Of course, more or less everyone has come to depend on the Internet in this way. Increasingly, however, I rely on Google to recall my own thoughts. Being lazy, I am prone to cannibalizing my work: something said in a lecture will get plowed into an op-ed; the op-ed will later be absorbed into a book; snippets from the book may get spoken in another lecture. This process will occasionally leave me wondering just how and where and to what shameful extent I have plagiarized myself. Once again, the gates of memory swing not from my own medial temporal lobes but from a computer cluster far away, presumably where the rent is lower.
This migration to the Internet now includes my emotional life.

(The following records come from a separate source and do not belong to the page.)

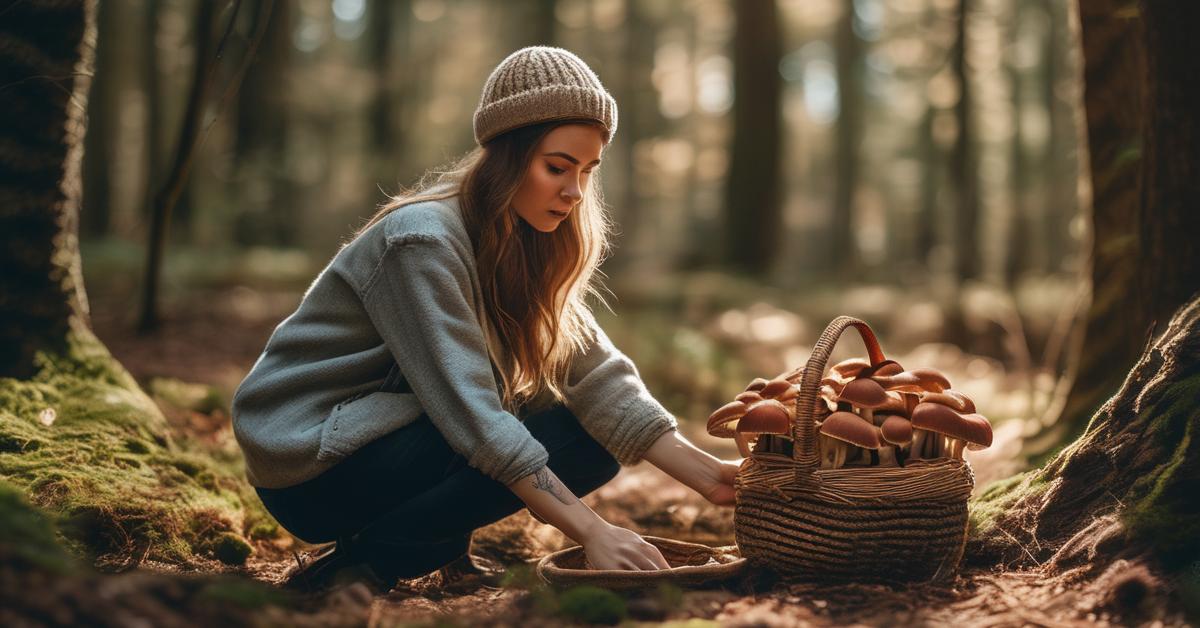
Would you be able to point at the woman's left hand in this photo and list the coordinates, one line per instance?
(694, 467)
(720, 490)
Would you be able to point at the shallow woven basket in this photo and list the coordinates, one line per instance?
(859, 524)
(691, 566)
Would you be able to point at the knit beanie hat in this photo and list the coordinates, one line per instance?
(539, 84)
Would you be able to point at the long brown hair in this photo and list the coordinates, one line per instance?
(535, 285)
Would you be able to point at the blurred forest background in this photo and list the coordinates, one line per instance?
(913, 162)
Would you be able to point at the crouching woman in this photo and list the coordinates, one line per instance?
(444, 370)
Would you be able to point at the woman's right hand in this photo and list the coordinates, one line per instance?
(616, 548)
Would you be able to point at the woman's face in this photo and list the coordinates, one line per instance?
(558, 175)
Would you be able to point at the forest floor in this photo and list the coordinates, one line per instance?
(215, 339)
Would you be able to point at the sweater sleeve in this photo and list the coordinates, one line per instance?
(418, 300)
(612, 404)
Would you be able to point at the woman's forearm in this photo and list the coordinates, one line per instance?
(678, 458)
(551, 500)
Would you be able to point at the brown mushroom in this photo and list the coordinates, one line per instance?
(865, 395)
(847, 370)
(951, 399)
(780, 389)
(748, 398)
(841, 429)
(766, 417)
(720, 422)
(915, 381)
(970, 430)
(883, 368)
(897, 431)
(756, 384)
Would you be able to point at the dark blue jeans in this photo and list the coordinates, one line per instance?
(407, 503)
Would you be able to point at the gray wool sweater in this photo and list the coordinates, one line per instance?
(401, 304)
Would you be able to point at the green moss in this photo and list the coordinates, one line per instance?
(591, 604)
(27, 532)
(231, 549)
(999, 496)
(109, 467)
(1161, 508)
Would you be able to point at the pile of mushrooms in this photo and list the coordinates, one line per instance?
(882, 416)
(887, 416)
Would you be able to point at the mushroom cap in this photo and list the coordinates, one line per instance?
(847, 370)
(883, 368)
(897, 430)
(851, 428)
(774, 388)
(748, 398)
(953, 399)
(864, 393)
(942, 419)
(793, 376)
(719, 420)
(766, 417)
(756, 384)
(915, 381)
(828, 394)
(894, 405)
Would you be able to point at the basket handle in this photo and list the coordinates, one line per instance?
(804, 450)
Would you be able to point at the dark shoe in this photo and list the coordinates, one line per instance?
(331, 566)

For instance, I occasionally engage in public debates and panel discussions where I am pitted against some over-, under-, or mis-educated antagonist. “How did it go?” will be the question posed by wife or mother at the end of the day. I now know that I cannot answer this question unless I watch the debate online — for my memory of what happened is often at odds with the later impression I form based upon seeing the exchange. Which view is closer to reality? I have learned to trust the YouTube version. In any case, it is the only one that will endure.
Increasingly, I develop relationships with other scientists and writers that exist entirely online. Jerry Coyne and I just met for the first time in a taxi in Mexico. But this was after having traded hundreds of emails. Almost every sentence we have ever exchanged exists in my Sent Folder. Our entire relationship is, therefore, searchable. I have many other friends and mentors who exist for me in this way, primarily as email correspondents. This has changed my sense of community profoundly. There are people I have never met who have a better understanding of what I will be thinking tomorrow than some of my closest friends do.
And there are surprises to be had in reviewing this digital correspondence. I recently did a search of my Sent Folder for the phrase “Barack Obama” and discovered that someone wrote to me in 2004 to say that he intended to give a copy of my first book to his dear friend, Barack Obama. Why didn’t I remember this exchange? Because, at the time, I had no idea who Barack Obama was. Searching my bit stream, I am reminded not only of what I used to know, but of what I never properly understood.
I am by no means infatuated with computers. I do not belong to any social networking sites; I do not tweet (yet); and I do not post images to Flickr. But even in my case, an honest response to the Delphic admonition “know thyself” already requires an Internet search.